PRM Or CRM – Which Should Your Business Focus On?

Managing relationships is key to driving up sales figures, and modern computer systems can store vast amounts of data, enabling better relationship management. Both PRM and CRM systems manage the sales flow and can seem quite similar. But as any CRM consultant will be quick to point out, the systems are different in nature, and each is better suited to different types of business environment.

Customer Relationship Management

A CRM system manages direct sales. The customers are the end-users of your product or service, the ones that will give you feedback by repeated custom – or by giving you the cold shoulder!

The beauty of a CRM system is that it can direct the selling process to allow busy sales teams more time to focus on the human side of selling while it takes over the scheduling and administrative side of the job. CRM systems prompt sales teams to enter information about how the relationship with each customer is progressing which gives them a full picture of the best way to approach a sale over time.
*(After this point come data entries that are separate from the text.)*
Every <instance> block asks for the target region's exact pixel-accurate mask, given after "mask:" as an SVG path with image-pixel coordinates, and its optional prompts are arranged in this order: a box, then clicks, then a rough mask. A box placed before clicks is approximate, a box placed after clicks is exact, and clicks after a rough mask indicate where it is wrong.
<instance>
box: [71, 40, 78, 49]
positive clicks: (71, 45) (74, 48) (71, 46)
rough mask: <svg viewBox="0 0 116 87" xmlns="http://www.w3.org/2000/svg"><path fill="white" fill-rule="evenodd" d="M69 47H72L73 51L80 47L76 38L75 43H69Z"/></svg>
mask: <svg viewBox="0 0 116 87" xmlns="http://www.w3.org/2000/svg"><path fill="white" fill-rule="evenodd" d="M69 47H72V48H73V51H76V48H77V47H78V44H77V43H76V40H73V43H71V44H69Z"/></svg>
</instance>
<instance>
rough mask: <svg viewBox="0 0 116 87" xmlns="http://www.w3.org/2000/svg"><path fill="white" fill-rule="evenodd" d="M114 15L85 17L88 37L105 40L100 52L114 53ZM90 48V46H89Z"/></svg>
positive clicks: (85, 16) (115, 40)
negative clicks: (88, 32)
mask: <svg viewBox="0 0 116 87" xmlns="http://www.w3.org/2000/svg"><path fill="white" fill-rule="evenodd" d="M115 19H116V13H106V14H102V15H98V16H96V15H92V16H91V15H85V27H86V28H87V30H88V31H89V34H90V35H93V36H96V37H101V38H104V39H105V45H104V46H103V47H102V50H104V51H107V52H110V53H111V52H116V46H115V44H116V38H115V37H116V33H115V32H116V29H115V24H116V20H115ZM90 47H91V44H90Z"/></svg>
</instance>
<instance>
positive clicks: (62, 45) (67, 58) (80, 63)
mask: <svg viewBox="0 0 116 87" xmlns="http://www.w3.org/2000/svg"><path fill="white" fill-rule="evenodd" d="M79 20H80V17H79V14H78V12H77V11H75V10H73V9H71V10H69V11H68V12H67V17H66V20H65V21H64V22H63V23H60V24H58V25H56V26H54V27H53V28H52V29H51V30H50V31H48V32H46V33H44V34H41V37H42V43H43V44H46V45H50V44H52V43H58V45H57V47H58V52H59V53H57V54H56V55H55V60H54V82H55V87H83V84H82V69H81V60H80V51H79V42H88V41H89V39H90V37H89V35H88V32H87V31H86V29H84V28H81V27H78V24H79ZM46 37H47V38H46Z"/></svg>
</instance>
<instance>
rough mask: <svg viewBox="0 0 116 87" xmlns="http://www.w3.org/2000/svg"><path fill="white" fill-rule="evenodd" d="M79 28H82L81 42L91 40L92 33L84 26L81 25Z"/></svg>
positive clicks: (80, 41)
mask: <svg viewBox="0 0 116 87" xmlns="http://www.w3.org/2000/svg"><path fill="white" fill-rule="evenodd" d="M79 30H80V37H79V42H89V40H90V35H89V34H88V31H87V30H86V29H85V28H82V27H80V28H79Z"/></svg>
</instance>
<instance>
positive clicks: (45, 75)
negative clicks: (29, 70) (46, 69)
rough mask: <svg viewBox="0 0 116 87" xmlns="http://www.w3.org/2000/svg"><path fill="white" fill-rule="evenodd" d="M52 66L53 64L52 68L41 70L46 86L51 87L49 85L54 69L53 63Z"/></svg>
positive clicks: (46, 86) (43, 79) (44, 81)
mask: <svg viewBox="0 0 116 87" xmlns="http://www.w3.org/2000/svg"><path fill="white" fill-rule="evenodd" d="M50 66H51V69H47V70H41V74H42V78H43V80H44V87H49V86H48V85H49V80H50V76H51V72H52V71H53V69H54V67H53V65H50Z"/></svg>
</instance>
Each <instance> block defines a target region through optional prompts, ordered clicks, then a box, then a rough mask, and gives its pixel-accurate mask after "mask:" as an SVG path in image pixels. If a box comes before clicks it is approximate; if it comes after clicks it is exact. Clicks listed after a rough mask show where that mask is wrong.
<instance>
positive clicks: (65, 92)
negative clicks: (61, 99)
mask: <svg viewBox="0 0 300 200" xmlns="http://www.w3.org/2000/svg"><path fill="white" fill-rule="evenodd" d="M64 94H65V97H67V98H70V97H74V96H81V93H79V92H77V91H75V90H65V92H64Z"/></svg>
Partner Relationship Management

On the other hand, PRM is designed to deal with your relationship with partners – where your end-user isn’t buying directly from you but is buying from a franchisee, a dealer or a distributor. They allow you to align your business processes, workflows and goals with those of your partners so that together you can create more sales. Unlike a CRM your PRM system needs to work both ways as your partners will need to be able to feedback how their interactions with the end-user are going so that you can adapt sales promotions or modify the product, for example, in response.

PRM systems encourage healthy communication between you (the manufacturer) and your partners, allowing you to build trust and allow you both to work towards the common goal of increasing sales of your product.

So which do I need?

Selling your product (or service) is what your business is about, and so CRM is ideal for managing your direct customers. It allows you to build up a picture of who your customers are, and to directly influence them. Businesses that only make direct sales to their end-users may find that a CRM is the only data management system they require for their sales team.

However, most companies use a mixture of direct sales and relationships with resellers. Equally, you may be the reseller and be feeding into the PRM of the companies whose products you are selling. So most companies will also find that a PRM system becomes useful as they grow, and their network of partners becomes more complicated. PRM allows you and your partners to work towards increasing sales, through collaboration and shared business aims.

You still havent answered the question!

A company in the early stages that sells mostly to their customers directly will have vastly different data management and sales flow management needs to a company that is well-established and has built a complex ecosystem of franchises, resellers, channel partners, dealers and distributors. Such companies may have almost zero direct-to-end-user sales.

Which system you should be focussing on, therefore,  depends entirely on which type of selling model you are pursuing. If you aren’t sure whether CRM or PRM is going to be a worthwhile investment, then your first investment should be taking the time to talk to a CRM consultant who can assess your sales function and advise on the best systems to implement.